Consistency has been an ever-present issue for these Mystics.
“It’s interesting. It helps when you have your whole lineup,” Thibault said, “which is what we had on Sunday. We had the whole lineup. We had a day to fully prepare. It was the only full day we’ve had to prepare in the previous eight or nine days, whatever it was. . . . I think consistency comes with consistency of your lineup, consistency of some preparation time. And then if you shoot the ball better, [you look] consistent, too. I don’t have any simple answers for that right now other than you try to prepare the same, and we had a very thorough preparation from a film standpoint for this. But we don’t have the same lineup today.”
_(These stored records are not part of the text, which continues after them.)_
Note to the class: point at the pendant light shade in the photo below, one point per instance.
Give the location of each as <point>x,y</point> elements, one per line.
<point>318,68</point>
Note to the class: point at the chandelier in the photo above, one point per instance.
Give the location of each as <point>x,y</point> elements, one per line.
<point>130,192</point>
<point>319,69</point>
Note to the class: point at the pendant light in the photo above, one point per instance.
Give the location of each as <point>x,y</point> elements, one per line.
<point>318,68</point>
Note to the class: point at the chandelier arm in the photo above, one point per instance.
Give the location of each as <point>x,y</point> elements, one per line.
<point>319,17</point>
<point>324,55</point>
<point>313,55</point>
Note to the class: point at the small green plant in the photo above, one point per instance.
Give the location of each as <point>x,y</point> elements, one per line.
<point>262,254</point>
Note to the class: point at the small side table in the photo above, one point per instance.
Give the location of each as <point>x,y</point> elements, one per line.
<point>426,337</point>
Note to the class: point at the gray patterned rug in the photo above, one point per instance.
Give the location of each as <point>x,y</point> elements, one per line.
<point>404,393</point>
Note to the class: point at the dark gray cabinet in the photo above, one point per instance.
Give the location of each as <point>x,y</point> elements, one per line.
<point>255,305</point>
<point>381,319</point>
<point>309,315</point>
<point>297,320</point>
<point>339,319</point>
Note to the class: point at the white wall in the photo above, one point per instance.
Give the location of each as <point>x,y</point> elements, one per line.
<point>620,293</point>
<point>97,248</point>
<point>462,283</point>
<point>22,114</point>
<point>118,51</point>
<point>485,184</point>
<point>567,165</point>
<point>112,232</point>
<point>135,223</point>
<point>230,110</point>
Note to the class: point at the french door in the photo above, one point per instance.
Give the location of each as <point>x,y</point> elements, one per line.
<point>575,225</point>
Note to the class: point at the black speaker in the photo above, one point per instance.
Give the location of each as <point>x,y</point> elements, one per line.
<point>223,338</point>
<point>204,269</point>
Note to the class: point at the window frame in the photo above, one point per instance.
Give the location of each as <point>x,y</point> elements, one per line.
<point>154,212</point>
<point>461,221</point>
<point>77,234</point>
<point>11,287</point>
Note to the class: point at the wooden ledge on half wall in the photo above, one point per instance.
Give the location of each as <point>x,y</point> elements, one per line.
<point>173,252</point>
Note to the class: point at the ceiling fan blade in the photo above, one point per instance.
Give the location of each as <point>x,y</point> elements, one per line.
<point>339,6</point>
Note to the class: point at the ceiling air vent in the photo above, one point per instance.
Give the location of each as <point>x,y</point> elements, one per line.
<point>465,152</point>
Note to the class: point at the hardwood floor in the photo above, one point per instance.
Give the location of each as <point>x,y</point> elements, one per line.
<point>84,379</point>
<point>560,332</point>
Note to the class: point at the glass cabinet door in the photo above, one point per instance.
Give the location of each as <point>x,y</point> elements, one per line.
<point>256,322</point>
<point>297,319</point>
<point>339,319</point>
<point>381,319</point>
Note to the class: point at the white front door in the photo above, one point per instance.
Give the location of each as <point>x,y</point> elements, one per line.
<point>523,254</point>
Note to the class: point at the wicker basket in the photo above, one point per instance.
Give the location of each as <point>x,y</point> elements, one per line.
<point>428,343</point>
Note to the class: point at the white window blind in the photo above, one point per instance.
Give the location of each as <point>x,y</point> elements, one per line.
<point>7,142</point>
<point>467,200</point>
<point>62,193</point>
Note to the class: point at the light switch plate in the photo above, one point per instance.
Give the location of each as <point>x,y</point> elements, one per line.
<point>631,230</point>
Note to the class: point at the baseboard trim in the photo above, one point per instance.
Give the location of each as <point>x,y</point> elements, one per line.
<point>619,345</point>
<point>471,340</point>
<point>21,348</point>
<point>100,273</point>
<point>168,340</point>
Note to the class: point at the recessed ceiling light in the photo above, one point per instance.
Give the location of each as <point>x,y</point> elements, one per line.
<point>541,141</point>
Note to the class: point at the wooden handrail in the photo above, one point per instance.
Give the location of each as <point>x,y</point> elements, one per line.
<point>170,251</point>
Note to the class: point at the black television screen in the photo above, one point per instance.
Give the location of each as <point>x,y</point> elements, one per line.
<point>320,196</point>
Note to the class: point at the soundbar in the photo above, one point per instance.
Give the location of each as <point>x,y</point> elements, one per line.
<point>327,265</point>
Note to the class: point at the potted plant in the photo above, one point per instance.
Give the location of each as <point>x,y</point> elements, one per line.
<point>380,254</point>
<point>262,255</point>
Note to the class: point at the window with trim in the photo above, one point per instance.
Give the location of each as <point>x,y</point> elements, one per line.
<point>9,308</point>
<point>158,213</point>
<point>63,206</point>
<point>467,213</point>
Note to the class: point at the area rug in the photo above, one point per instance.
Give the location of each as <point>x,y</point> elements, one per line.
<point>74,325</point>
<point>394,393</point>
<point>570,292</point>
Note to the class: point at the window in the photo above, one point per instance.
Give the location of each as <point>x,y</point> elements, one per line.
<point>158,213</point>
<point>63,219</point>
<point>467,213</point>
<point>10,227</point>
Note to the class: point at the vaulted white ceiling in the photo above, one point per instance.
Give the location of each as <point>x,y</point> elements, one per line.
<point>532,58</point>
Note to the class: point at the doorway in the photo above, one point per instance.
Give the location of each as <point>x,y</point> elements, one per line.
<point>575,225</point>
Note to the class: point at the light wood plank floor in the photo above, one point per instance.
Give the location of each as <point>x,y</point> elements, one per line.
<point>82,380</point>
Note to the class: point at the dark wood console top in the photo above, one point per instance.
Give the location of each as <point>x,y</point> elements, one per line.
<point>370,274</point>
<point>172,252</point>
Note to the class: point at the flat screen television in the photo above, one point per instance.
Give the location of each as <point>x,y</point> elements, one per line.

There’s no surprise that the Mystics do, and should, look different when Elena Delle Donne doesn’t play. The team is taking a cautious approach with her back and is diligent in managing her load. She didn’t make the trip to Los Angeles because of a scheduled rest day. Delle Donne has missed seven games entering Tuesday’s contest and the team is 3-4 in her absence, though it did beat the defending champion Chicago Sky despite her leaving after playing just over seven minutes when her back tightened up. The two-time MVP leads the team in points and blocks per game and is second in rebounds per game. When she’s not available, the team naturally misses her.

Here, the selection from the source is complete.